For reducing experimental error, a common approach is to aggregate the data by analyzing the choice proportions pooled across all 30 participants, and then to estimate a single set of four parameters from the group data. However, this approach implicitly assumes that there are no important individual differences, e.g., all individuals have exactly the same recency learning parameter and the same degree of intrinsic variability in their choices. If individual differences are strong, and usually they are, then fitting the model to the aggregate data can be very misleading (Estes and Maddox, 2005). Consider the following well-known example from early learning theorists concerned with comparing all-or-none learning models with incremental strength learning models, models in which learning occurs gradually. Let us assume that for each individual, the learning curve can be described by a step function, i.e., a series of failures followed by a series of successes. Learning actually occurs in each individual as an all-or-none process. The learning rate, the time at which that step occurs, may however vary from individual to individual. Hence, if we generate data from the all-or-none model with individual differences in learning rate, then the learning curve averaged across individuals begins to look smooth and gradual, it supports the predictions of the (incorrect) incremental strength learning models.
A better approach is thus to estimate the parameters separately for each individual from the T=100 choice trials, resulting in N=30 different sets with each set containing four parameter estimates of an individual. Obviously, this allows for any type of individual differences in parameters, and it also allows us to determine which model best fits each person from a set of competing models. Using this approach, we can estimate the distribution of parameters from which we can compute the mean and standard deviation. However, the drawback of this approach is that it requires a relatively large amount of data from each individual because it performs poorly for small amounts of noisy data ( Cohen et al., 2010).

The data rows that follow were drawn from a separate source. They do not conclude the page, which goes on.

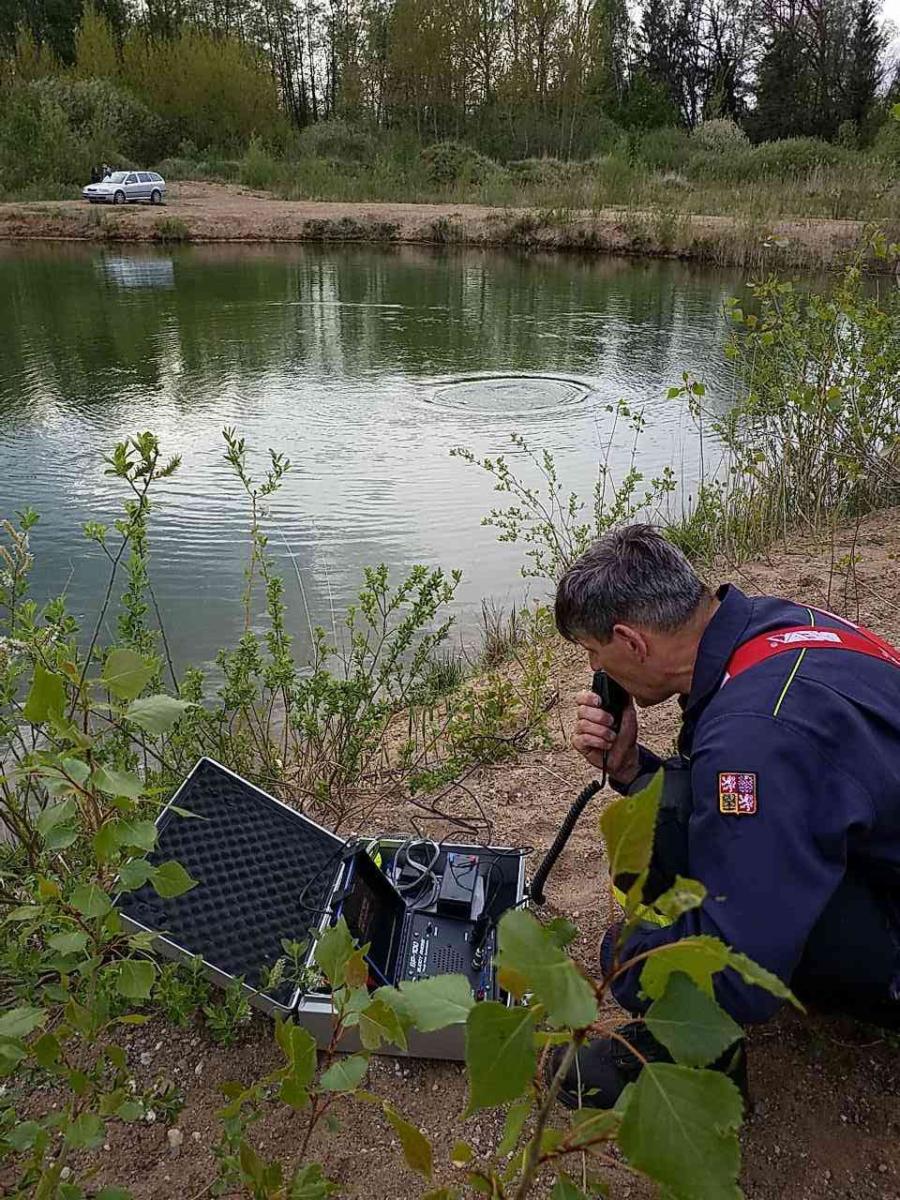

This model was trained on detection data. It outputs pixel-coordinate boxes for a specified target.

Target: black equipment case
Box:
[116,758,524,1058]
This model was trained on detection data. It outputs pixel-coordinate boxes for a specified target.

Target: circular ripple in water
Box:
[431,376,590,416]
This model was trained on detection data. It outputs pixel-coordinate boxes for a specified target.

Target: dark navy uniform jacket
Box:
[613,586,900,1022]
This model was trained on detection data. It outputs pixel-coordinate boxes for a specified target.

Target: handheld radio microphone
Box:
[590,671,631,733]
[528,671,631,904]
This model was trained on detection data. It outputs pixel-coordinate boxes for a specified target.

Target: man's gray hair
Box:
[556,524,709,642]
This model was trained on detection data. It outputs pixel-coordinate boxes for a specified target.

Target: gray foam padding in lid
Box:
[119,758,344,1004]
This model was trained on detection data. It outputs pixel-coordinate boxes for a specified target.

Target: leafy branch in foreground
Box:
[164,779,793,1200]
[450,401,676,581]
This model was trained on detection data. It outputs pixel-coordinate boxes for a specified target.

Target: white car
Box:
[82,170,166,204]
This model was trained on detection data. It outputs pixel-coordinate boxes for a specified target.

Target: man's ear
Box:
[612,625,650,662]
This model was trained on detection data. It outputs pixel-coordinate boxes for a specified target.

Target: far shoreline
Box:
[0,181,900,274]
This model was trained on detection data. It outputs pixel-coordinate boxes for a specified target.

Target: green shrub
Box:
[872,112,900,168]
[154,217,191,241]
[691,116,749,154]
[239,137,284,188]
[40,76,169,164]
[0,84,83,191]
[752,138,847,179]
[421,142,503,185]
[684,145,760,184]
[506,158,592,186]
[635,127,691,170]
[298,118,377,163]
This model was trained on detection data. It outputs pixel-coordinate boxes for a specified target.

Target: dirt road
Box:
[0,510,900,1200]
[0,182,900,269]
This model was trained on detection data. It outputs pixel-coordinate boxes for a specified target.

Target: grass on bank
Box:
[158,130,900,221]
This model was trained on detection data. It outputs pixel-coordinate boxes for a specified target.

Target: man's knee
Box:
[614,758,694,904]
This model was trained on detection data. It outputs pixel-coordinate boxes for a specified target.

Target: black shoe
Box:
[548,1024,748,1109]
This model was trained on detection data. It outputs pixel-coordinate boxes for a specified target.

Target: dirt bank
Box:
[8,513,900,1200]
[0,182,900,269]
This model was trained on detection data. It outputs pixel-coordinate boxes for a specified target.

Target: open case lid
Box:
[118,758,347,1004]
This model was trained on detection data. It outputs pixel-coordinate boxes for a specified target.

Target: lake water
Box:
[0,238,740,665]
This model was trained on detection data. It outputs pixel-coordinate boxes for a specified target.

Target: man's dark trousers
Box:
[628,760,900,1027]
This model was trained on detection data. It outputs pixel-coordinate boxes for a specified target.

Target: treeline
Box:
[0,0,900,194]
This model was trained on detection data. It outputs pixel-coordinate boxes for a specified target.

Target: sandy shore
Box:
[0,181,900,269]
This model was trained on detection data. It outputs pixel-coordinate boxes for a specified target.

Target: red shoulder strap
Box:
[722,613,900,685]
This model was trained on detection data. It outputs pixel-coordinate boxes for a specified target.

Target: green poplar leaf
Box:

A third approach is to use a hierarchical approach (Shiffrin et al., 2008), which is a compromise between the first two. A specific model is neither fitted to grouped or individual data but the model itself incorporates a structure that allows accounting for individual differences within the group. This type of model, called a mixture model in psychology, is a probabilistic model that permits us to identify sub-groups within the entire group. A single probability mixture model is then fitted to all the data from all the participants. A specific class of these probability mixture models are also called hierarchal models. “Hierarchical” refers to the dependence among the parameters and not to the structure of the data. The parameters of hierarchical models are themselves given a model whose parameters are also estimated from the data (Gelman, 2005). In a Bayesian setting ( Box 4.1), the parameters themselves are random variables each with a prior distribution, called a hyper-prior distribution with parameters, called hyper-parameters. This process may invoke several levels (see Hierarchical Bayesian Analysis). That is, the mixture model incorporates an extra, higher level, set of assumptions regarding the distribution of the parameters across individuals. For example, a hierarchical PVL model would require us to postulate a joint distribution function for the four PVL parameters, and then estimate a single set of higher-level parameters that specify the joint distribution. This approach requires a relatively large number of participants to obtain accurate estimates of the mixture density. The hierarchical modeling approach has an advantage over the aggregate modeling approach because it allows for a distribution of parameters across individual differences; it also has an advantage over the individual modeling approach because it avoids fitting separate parameters to each person. However, the drawback of the hierarchical approach is that it requires an accurate assumption about the distribution of individual differences – if this assumption is wrong, then the hierarchical modeling approach could produce poorer estimates of the distribution of parameters than the individual modeling approach.